To train the surrogate model, usually we need to specify the dataset file, target, encoding method, random seed, training ratio and saving model file name. We use add the seed as the suffix to differentiate the models. For example, if we what to train a model using 60% the 5-component circuit data in the "dataset_5_cleaned_label.json" to predict the efficiency with the random seed 1 and lstm encoding. We can execute the following command in the folder transformer_SVGP:
python auto_train.py -data dataset_5_cleaned_label.json -target eff -encoding lstm -seed $i -train_ratio 0.6 -save_model lstm_model/5_all_lstm_eff_1.pt
To train different models with multiple seeds, please use the run_5_eff_exp.sh and run_5_eff_vout.sh.
The settings are configured in the file al_arguments.py:
seed-range: The range of the random seeds for evaluation
k-list: A list of k for top-k evaluation.
prop-top-ratios: A list of proportion to get top-k.
base_trajs: A set of basic trajectories for multi-iteration circuit generation. The number of trajectory is a number
of base_trajs.
traj-list: The list of trajectories for multiple iteration of generation. In each iteration, we use RL to gernerate
a set of circuits and use AL to update the model. We support different trajectories for different iterations.
eff-model-seed: Random seed for the efficiency surrogate model.
vout-model-seed: Random seed for the output voltage surrogate model.

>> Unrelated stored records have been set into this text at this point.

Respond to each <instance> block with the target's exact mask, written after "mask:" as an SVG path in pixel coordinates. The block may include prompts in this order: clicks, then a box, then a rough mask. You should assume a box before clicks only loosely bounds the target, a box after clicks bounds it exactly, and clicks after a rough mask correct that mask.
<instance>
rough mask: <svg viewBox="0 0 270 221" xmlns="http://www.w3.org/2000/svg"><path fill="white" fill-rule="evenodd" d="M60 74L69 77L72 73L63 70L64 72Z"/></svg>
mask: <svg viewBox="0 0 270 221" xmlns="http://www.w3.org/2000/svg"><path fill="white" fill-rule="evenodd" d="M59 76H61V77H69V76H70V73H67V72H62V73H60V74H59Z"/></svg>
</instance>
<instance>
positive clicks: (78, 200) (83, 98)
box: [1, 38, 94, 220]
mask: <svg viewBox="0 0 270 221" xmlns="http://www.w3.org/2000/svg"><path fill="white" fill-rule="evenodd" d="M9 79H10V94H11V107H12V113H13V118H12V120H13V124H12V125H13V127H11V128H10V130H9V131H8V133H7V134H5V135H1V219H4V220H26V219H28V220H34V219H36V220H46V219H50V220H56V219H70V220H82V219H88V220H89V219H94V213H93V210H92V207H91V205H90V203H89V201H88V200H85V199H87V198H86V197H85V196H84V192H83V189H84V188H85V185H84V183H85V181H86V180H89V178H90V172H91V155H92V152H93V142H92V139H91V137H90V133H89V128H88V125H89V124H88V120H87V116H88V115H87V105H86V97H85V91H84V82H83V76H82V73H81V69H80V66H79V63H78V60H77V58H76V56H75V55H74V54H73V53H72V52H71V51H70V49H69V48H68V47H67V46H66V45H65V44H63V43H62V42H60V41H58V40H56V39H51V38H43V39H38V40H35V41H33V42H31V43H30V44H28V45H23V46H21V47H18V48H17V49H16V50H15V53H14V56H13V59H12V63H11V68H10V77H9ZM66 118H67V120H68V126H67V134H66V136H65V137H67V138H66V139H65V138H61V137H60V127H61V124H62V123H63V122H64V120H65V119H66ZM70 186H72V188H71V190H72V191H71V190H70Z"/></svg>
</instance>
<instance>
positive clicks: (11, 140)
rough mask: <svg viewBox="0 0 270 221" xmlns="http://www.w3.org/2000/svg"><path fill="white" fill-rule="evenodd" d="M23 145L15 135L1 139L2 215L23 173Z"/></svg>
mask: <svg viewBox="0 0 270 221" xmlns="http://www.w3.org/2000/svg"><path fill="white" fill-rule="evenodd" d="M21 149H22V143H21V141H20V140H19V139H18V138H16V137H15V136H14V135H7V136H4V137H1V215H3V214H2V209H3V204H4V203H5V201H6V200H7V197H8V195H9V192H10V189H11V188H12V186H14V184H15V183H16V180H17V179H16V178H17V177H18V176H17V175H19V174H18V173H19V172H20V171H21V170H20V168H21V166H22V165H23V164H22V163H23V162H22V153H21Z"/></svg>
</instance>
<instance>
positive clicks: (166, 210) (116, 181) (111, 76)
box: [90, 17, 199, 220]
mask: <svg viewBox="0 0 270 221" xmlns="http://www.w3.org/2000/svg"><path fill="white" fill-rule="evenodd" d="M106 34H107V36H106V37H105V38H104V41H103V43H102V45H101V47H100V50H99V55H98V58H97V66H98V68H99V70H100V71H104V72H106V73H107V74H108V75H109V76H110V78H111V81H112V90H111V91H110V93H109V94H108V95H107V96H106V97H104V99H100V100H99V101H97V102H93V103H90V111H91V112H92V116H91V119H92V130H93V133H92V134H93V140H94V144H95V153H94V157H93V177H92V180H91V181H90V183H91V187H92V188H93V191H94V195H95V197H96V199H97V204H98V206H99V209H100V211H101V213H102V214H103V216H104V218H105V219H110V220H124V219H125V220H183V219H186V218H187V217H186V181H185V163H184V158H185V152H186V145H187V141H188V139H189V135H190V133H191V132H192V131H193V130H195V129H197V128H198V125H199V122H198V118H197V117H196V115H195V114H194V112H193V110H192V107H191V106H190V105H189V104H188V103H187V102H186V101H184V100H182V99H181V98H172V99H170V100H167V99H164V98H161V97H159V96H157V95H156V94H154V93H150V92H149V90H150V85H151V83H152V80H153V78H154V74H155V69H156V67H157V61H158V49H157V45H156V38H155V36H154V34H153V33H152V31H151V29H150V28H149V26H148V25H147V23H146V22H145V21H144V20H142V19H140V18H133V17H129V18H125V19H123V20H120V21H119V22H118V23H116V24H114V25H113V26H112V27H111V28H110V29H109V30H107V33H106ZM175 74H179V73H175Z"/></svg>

eff-model-seeds: Random seeds for the efficiency model.This is used to evaluate different surrogate models.
vout-model-seeds: Random seeds for the output voltage model.This is used to evaluate different surrogate models.
training-data-file: The name of the dataset for surrogate model training.
model: The name of the model for circuit evaluation.
update-rewards: Set as true if we use the simulation reward to replace the surrogate model rewards after AL.
AL-strategy: The active learning strategy to use. Defaultly we use hybrid method.
save-realR: Set true if save the simulation rewards for evalution.
cumulate-candidates: Set true if using all the simulation results in the top-k strategy.
update-gp:Set true if updating the surrogate model after AL.
reuse-tree-after-al: Set true if reusing the tree generated in the previous iterations after AL.
recompute-tree-rewards: Set true if updating the rewards on the MCTS tree after AL.
sample-ratio: Random sampling ratio from old dataset in AL.
retrain-query-ratio: Sampling ratio from candidate states for AL.
component-default-policy: Set true if using the default policy when selecting components.
path-default-policy: Set true if using the default policy when connect the components.
sweep:Set true if sweep the duty cycle when evaluate a circuit.
The target ouput voltage is set in the UCT_5_UCB_unblc_restruct_DP_v1/config.py/target_vout. We set it as 50 as default.
To run the whole framework, please set the configurations in the al_arguments.py and directly run:
python topoQueryExp.py
The result for different random seeds are stored in the a file with the following order of information.
seed, number of query, output converter reward, total running time, number of trajectories, total AL time,
number of queries to get the reward, number of newly observed circuits, number of newly observed topologies,
number of queries in AL, number of epoch to update efficiency model in AL,
number of epoch to update output voltage model in AL
The file is in the folder: Merged_Results, and named with the date, process pid and the top-k.